The aim of this study is to evaluate the efficacy and safety of ulimorelin, a ghrelin receptor agonist given postoperatively in 2 identically designed phase 3 studies (ClinicalTrials.gov NCT01285570 and NCT01296620).
This investigation is designed as a multicenter, double-blind, randomized, parallel-group study.
This study involves hospital inpatients.
Adult patients undergoing partial bowel resection were included.
Thirty-minute intravenous infusions (160 µg/kg, 480 µg/kg ulimorelin, or placebo) once daily were started within 60 minutes after the end of surgery and ended at the first of the following: primary efficacy end point fulfilled (defined below), hospital discharge, or 7 days treatment.
The primary efficacy end point was the time from the end of surgery to the composite end point of the later of first bowel movement and tolerance of solid food. Safety was assessed with the use of standard assessments including adverse events and laboratory tests.
Ulimorelin Study of Efficacy and Safety 007, n = 332 patients; Ulimorelin Study of Efficacy and Safety 008, n = 330 patients: in both studies, the primary efficacy end point and the secondary efficacy outcomes, which included postsurgical time to first bowel movement, tolerance of solid food, and discharge eligibility, did not differ significantly among patients treated with either dose of ulimorelin versus placebo. Rates of serious adverse events were comparable across all treatment groups. There was no statistically significant difference from placebo in regard to events of interest, namely nausea, vomiting, ileus as an adverse event, nasogastric tube reinsertion, anastomotic complications, and infections.
A possible limitation is the variance inherent in surgery and comorbidities.
Although the efficacy of ulimorelin in reducing the duration of postoperative ileus was not demonstrated in these studies, intravenous ulimorelin at doses of 160 µg/kg and 480 µg/kg was generally well tolerated in postcolectomy patients.
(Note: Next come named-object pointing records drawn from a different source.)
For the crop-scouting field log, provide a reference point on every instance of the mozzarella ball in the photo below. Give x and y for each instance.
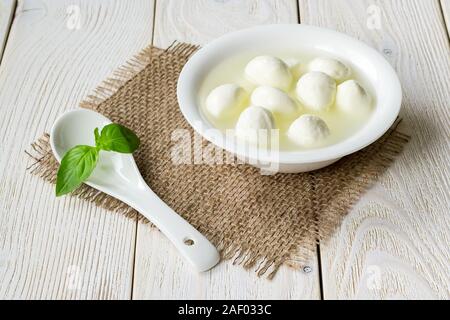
(224, 100)
(251, 121)
(308, 130)
(351, 97)
(269, 71)
(334, 68)
(316, 90)
(274, 100)
(295, 66)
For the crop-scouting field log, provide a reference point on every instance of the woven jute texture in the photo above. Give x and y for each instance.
(259, 221)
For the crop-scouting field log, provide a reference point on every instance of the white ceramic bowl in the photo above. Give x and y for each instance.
(376, 71)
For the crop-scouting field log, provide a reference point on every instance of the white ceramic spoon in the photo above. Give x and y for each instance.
(116, 174)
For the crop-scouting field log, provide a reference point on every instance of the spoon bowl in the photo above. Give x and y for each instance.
(117, 175)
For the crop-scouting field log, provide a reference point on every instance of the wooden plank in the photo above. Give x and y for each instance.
(7, 8)
(394, 244)
(200, 21)
(58, 52)
(445, 5)
(160, 271)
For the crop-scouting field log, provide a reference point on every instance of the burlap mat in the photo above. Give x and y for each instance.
(259, 221)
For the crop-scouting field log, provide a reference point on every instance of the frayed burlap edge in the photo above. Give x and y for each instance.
(381, 156)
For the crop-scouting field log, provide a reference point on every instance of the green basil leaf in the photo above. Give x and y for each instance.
(97, 136)
(115, 137)
(76, 166)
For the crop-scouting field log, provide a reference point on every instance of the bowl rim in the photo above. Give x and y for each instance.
(187, 100)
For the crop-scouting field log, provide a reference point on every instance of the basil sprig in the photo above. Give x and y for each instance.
(80, 161)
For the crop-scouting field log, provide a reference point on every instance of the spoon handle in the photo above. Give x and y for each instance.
(190, 243)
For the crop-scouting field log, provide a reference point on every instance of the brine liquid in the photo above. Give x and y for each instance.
(342, 125)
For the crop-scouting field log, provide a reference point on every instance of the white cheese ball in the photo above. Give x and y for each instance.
(274, 100)
(251, 121)
(316, 90)
(334, 68)
(269, 71)
(351, 97)
(308, 130)
(224, 100)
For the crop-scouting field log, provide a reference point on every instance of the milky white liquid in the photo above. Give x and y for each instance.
(342, 125)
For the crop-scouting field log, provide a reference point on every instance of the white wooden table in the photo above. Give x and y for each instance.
(394, 244)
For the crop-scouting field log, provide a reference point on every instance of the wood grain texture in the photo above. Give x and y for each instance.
(7, 8)
(160, 272)
(445, 5)
(58, 51)
(395, 243)
(203, 20)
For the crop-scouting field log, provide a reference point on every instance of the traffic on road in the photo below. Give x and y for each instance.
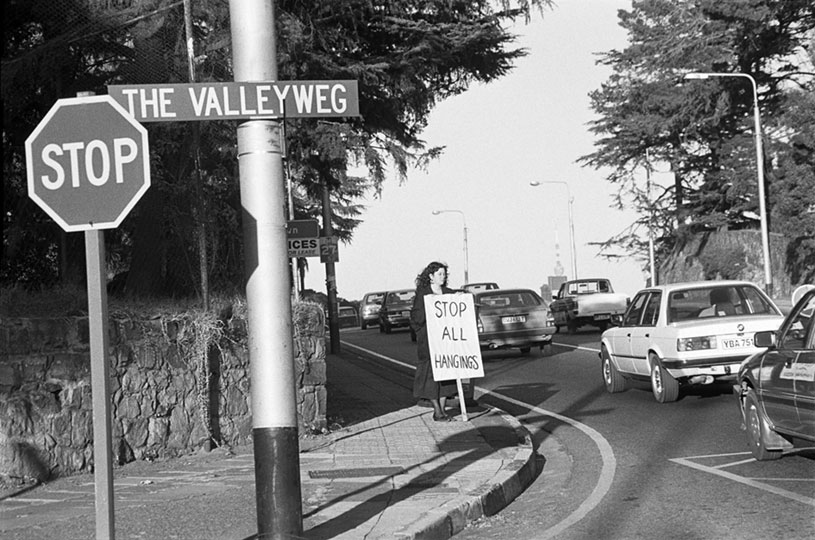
(638, 468)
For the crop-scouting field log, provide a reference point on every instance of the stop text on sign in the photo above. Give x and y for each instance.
(237, 100)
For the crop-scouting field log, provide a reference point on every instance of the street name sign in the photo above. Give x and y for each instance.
(238, 100)
(87, 163)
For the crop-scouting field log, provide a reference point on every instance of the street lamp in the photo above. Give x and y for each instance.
(765, 232)
(571, 219)
(464, 220)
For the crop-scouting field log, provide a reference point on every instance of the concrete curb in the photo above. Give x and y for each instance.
(452, 517)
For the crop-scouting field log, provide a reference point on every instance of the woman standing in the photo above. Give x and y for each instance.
(432, 280)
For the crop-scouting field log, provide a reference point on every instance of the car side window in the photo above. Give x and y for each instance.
(632, 316)
(651, 314)
(801, 325)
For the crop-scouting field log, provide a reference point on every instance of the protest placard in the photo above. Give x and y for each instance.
(453, 339)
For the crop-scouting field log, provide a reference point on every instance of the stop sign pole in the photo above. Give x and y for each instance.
(88, 164)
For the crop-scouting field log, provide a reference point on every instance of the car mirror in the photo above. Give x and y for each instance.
(764, 339)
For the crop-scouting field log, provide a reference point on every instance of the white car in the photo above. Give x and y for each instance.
(686, 334)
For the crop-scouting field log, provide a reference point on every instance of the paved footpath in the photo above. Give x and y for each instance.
(391, 472)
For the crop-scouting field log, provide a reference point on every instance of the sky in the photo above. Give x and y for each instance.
(530, 125)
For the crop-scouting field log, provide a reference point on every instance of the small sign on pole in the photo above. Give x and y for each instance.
(453, 339)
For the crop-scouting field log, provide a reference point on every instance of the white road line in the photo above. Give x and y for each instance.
(606, 452)
(746, 481)
(740, 462)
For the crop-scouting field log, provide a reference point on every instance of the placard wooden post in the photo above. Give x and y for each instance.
(452, 337)
(461, 403)
(100, 385)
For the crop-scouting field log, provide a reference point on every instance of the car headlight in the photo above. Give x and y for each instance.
(696, 343)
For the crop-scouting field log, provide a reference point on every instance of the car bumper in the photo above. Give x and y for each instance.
(722, 370)
(528, 339)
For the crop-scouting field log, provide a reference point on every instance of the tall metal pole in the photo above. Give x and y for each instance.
(762, 203)
(651, 257)
(466, 254)
(100, 377)
(570, 204)
(331, 279)
(268, 295)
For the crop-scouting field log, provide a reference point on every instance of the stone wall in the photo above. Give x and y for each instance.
(687, 262)
(161, 403)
Similar to other promotility agents, ulimorelin may find an application in other indications better suited to its attributes.
肠切除术后的胃肠道恢复是一个关键的里程碑,术后肠梗阻会增加并发症的风险和住院时间延长。
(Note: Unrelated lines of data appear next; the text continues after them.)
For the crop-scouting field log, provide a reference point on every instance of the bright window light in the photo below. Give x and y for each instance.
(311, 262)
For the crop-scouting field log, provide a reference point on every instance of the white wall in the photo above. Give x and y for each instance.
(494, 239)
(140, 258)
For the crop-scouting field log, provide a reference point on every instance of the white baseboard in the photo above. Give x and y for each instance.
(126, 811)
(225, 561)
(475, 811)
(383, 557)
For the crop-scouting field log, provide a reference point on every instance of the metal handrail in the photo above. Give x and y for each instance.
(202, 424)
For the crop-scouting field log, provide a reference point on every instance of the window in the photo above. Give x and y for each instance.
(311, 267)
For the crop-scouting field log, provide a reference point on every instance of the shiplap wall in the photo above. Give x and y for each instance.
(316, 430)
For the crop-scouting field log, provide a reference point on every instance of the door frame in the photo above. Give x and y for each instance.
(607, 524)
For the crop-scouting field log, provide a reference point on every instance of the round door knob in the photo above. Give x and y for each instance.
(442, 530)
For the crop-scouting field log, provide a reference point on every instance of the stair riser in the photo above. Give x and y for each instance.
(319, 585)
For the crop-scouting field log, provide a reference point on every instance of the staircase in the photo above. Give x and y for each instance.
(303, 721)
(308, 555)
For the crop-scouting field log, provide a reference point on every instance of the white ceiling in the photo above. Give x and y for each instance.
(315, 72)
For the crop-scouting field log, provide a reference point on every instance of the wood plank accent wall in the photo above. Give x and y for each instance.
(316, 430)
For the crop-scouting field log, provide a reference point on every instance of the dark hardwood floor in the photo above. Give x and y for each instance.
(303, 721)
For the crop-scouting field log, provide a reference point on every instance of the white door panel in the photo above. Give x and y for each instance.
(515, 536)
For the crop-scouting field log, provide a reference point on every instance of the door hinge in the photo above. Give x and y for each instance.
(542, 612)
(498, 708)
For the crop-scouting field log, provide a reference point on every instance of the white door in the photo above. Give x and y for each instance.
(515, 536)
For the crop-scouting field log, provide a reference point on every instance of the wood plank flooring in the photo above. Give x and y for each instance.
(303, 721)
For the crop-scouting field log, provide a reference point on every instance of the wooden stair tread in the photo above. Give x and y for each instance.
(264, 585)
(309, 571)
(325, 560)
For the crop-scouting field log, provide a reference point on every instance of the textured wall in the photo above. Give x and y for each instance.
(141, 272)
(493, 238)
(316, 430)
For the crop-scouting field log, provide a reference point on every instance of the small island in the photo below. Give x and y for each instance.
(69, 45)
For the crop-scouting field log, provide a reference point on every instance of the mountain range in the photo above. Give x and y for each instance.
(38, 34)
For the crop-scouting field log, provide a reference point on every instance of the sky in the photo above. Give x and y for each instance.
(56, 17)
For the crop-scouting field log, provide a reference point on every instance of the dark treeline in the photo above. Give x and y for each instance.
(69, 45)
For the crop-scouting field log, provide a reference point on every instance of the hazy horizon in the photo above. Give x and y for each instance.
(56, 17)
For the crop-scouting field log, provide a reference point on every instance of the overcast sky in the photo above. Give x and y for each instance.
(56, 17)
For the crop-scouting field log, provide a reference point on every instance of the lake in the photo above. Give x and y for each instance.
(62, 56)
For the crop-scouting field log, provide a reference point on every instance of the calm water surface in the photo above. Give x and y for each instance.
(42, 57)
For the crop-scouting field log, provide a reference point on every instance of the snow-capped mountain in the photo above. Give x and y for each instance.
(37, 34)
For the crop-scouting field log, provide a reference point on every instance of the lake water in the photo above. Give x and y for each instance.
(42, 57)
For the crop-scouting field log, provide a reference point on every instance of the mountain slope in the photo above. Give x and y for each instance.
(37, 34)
本研究旨在评估 ulimorelin(一种胃饥饿素受体激动剂)在两项相同设计的 3 期研究(ClinicalTrials.gov NCT01285570 和 NCT01296620)中的疗效和安全性。
这是一项多中心、双盲、随机、平行组研究。
这项研究涉及医院住院患者。
接受部分肠切除术的成年患者。
手术结束后 60 分钟内开始静脉输注 30 分钟(160µg/kg、480µg/kg ulimorelin 或安慰剂),输注结束时间为以下最早的时间:主要疗效终点达到(定义如下)、出院或治疗 7 天。
主要疗效终点是手术结束至首次排便和固体食物耐受的复合终点的时间。安全性使用包括不良事件和实验室检查在内的标准评估进行评估。
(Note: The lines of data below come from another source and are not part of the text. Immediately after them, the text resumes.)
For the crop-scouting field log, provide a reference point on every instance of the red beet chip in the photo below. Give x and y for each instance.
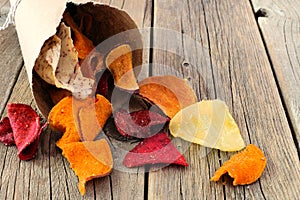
(139, 124)
(157, 149)
(6, 134)
(103, 84)
(26, 128)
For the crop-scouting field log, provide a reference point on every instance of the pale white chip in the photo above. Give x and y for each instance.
(47, 61)
(58, 64)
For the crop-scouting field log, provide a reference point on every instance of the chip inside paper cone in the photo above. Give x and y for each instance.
(90, 159)
(169, 93)
(94, 25)
(245, 167)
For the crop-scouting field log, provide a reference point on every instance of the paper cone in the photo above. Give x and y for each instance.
(37, 20)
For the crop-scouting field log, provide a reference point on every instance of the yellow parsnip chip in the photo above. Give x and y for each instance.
(169, 93)
(208, 123)
(89, 159)
(245, 167)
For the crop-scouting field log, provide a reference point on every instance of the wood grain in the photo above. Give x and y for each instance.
(279, 23)
(4, 9)
(49, 175)
(237, 65)
(218, 47)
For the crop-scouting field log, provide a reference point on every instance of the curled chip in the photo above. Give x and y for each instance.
(58, 65)
(26, 128)
(208, 123)
(139, 124)
(245, 167)
(89, 159)
(169, 93)
(6, 134)
(63, 117)
(92, 118)
(157, 149)
(119, 62)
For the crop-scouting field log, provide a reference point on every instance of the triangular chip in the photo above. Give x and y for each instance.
(90, 159)
(139, 124)
(169, 93)
(245, 167)
(157, 149)
(6, 133)
(119, 62)
(92, 118)
(26, 128)
(208, 123)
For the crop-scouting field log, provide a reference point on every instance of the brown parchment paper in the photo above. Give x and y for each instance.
(37, 20)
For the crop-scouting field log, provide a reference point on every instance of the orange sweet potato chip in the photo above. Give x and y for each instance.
(89, 159)
(58, 94)
(245, 167)
(63, 117)
(169, 93)
(92, 118)
(119, 62)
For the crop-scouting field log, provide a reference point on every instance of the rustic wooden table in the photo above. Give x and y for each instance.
(247, 53)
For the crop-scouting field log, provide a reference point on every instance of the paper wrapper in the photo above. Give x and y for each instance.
(37, 20)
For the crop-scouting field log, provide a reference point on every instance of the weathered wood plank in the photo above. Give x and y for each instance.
(279, 23)
(23, 179)
(238, 68)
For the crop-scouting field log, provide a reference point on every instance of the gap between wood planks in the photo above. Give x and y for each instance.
(263, 13)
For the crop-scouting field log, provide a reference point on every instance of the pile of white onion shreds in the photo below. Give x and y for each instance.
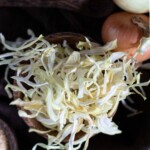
(70, 91)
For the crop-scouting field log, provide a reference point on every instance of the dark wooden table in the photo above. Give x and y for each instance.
(14, 21)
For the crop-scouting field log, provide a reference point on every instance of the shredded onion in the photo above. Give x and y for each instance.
(70, 91)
Ulimorelin 疗效和安全性研究 007,n = 332 例患者;Ulimorelin 疗效和安全性研究 008,n = 330 例患者:在两项研究中,接受任何剂量 ulimorelin 治疗的患者与安慰剂相比,主要疗效终点和次要疗效结局(包括手术后首次排便时间、固体食物耐受和出院资格)均无显著差异。所有治疗组的严重不良事件发生率相似。与安慰剂相比,感兴趣的事件(即恶心、呕吐、作为不良事件的肠梗阻、重新插入鼻胃管、吻合口并发症和感染)无统计学显著差异。
可能的局限性是手术和合并症固有的变异性。
尽管这些研究并未显示 ulimorelin 减少术后肠梗阻持续时间的疗效,但在结肠切除术后患者中,静脉注射 160µg/kg 和 480µg/kg 的 ulimorelin 通常具有良好的耐受性。与其他促动力药物类似,ulimorelin 可能会在更适合其特性的其他适应症中得到应用。